Cholinergic transmission in pancreatic ganglia of the cat.

Although there is considerable evidence indicating the existence of important cholinergic neural regulation of pancreatic function, very little is known about the action of acetylcholine on pancreatic ganglion neurons. The present study was undertaken to determine the effect of pressure microejection of acetylcholine and muscarine on ganglion cell excitability of the cat pancreas. Recordings were made in vitro from ganglion neurons located in the head region of the pancreas. Acetylcholine evoked a fast- and a slow-developing membrane depolarization in the majority of neurons tested. A decrease in membrane input resistance accompanied the fast depolarizing response, whereas an increase in input resistance accompanied the slow depolarizing response. The fast response was mimicked by 1,1-dimethyl-4-phenylpiperazinium iodide and nicotine and antagonized by hexamethonium. The slow depolarizing response was mimicked by muscarine and antagonized by atropine and pirenzepine.
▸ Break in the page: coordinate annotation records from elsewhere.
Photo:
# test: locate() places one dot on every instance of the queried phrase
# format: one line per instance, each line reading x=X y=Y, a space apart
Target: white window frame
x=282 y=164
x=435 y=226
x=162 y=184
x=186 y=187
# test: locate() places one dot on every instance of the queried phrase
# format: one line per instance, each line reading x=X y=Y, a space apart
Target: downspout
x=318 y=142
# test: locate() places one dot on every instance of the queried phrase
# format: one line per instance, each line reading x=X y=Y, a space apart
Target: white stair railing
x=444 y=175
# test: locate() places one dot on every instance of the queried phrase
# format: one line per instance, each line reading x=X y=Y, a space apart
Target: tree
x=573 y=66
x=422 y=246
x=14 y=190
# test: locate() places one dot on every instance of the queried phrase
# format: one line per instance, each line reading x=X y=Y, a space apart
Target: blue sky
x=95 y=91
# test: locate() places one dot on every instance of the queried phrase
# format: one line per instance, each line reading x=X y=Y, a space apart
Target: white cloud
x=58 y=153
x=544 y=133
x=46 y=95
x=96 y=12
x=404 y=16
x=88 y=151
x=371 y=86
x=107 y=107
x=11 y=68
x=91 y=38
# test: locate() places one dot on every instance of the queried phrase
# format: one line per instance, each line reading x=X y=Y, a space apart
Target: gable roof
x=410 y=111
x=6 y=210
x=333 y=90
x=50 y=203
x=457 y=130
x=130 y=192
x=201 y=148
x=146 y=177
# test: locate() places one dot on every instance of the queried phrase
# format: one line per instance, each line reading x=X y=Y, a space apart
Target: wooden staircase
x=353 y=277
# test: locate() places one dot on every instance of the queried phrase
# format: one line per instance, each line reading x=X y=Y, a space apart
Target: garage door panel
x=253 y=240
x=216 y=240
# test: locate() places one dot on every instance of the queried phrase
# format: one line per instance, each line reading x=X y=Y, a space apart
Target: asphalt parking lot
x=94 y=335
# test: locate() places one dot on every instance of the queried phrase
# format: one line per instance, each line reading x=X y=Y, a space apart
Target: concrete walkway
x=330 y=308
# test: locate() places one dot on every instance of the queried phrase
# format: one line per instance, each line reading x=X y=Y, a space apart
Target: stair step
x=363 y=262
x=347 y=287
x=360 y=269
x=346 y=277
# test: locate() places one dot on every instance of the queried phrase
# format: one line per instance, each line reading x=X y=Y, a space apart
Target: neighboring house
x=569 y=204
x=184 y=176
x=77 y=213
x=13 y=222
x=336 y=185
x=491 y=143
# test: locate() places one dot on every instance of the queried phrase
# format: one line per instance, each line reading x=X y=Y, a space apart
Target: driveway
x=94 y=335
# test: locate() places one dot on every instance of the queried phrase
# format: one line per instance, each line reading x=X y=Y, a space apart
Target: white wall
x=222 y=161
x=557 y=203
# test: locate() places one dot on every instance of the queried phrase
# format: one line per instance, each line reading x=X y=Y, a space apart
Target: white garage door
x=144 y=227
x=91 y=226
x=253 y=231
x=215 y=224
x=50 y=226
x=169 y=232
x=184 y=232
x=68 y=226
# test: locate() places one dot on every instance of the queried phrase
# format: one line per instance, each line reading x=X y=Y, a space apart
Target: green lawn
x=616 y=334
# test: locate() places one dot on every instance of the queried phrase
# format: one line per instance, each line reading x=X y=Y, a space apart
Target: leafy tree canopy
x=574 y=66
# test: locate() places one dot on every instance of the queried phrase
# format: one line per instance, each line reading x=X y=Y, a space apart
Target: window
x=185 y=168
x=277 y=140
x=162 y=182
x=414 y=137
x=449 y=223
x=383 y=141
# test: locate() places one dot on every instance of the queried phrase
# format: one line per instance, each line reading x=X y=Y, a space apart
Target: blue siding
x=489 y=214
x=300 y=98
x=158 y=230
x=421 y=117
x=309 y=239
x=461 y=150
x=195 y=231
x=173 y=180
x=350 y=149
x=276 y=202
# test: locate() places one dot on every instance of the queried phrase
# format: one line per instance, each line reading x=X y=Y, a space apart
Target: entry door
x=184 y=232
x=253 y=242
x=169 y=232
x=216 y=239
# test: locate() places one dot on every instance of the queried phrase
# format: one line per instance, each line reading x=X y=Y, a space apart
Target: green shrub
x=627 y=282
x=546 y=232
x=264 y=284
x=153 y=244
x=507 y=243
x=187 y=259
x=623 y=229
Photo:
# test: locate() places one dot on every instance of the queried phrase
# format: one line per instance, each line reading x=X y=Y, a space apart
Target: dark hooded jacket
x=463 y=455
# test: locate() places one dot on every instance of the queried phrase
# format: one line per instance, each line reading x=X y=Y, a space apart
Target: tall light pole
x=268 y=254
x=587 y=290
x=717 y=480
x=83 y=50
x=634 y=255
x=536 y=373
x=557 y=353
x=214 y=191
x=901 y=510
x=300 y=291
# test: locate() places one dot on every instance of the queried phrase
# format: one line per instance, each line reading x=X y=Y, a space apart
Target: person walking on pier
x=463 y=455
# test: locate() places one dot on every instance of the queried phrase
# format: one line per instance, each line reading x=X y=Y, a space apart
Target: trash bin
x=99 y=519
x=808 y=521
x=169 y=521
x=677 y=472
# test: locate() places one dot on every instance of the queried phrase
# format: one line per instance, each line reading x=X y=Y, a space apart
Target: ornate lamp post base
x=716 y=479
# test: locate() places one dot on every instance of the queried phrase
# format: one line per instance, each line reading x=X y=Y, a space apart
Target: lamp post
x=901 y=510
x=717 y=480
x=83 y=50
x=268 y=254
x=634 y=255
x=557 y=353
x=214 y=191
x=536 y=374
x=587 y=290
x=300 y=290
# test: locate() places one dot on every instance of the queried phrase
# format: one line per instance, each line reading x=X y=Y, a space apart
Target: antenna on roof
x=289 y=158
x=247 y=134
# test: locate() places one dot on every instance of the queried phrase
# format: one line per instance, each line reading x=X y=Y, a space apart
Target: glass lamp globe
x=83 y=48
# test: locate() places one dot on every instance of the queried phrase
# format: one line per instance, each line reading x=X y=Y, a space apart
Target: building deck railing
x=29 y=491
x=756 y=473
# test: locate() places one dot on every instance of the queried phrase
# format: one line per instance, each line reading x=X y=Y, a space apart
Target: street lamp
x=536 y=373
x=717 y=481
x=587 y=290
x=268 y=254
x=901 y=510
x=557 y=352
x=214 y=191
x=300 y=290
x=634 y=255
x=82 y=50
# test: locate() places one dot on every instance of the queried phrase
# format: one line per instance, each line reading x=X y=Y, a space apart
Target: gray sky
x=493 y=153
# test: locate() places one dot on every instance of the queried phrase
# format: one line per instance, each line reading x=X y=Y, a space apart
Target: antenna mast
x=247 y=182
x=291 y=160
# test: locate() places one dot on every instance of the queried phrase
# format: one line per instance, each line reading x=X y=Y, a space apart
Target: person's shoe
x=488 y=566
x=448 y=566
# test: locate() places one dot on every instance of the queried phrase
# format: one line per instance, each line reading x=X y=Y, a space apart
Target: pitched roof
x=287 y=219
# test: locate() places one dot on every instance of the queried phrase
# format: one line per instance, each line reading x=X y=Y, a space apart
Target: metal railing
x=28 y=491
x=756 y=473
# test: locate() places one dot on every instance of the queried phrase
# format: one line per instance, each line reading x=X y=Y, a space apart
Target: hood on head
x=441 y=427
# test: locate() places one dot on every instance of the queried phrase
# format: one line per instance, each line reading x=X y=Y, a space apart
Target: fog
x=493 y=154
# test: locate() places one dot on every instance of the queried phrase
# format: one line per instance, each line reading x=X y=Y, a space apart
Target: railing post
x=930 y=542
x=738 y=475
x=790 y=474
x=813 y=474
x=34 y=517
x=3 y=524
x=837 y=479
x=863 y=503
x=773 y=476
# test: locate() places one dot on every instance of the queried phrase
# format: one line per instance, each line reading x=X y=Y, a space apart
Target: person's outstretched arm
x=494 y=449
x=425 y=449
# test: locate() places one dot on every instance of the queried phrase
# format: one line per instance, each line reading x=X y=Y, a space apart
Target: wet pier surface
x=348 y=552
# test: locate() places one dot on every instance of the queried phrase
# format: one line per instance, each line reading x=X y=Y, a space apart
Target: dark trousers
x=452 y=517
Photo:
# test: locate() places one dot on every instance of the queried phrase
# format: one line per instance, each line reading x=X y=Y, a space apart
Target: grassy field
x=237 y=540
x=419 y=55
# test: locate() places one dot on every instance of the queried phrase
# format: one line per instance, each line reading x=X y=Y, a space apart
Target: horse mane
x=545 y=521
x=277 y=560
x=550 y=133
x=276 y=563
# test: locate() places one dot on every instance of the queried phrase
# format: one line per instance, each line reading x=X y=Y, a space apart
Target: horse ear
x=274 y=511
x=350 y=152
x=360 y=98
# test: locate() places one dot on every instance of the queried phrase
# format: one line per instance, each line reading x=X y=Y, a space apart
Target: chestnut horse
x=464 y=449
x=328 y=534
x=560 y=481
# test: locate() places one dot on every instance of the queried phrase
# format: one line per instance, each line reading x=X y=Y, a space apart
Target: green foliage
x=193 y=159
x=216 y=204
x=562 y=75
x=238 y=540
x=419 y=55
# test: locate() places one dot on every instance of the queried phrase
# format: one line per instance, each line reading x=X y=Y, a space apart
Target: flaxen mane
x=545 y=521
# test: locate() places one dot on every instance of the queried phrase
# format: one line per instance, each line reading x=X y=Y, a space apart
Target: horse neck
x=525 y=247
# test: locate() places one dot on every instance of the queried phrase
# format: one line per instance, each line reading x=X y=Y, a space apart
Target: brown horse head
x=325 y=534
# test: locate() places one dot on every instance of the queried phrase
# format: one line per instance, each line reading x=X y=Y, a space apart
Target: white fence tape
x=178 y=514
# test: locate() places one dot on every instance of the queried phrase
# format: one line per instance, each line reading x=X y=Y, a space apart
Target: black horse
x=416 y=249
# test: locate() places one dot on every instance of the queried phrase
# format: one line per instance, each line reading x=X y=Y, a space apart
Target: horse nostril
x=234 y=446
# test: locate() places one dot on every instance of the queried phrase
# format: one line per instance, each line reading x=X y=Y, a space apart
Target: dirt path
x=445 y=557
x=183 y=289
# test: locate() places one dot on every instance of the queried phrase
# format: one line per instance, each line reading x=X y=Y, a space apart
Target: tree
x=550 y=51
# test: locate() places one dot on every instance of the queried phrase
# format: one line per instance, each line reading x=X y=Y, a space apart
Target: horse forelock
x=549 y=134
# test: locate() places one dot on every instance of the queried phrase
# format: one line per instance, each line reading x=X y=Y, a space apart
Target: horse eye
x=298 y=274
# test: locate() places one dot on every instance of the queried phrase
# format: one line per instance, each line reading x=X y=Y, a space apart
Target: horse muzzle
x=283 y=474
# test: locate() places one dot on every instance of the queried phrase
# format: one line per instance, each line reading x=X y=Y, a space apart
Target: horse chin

The dependence of the slow depolarization on extracellular K+ and the distinct voltage dependence of the slow depolarization suggest that activation of muscarinic receptors was due to inactivation of IM. The slow excitatory postsynaptic potential and associated increase in excitability evoked by repetitive nerve stimulation was partially cholinergic dependent in the majority of neurons tested. It was concluded that cholinergic transmission in cat pancreatic ganglia involves nicotinic and M1 receptors that mediate fast and slow synaptic transmission, respectively, and that activation of M1 receptors modifies the output firing frequency.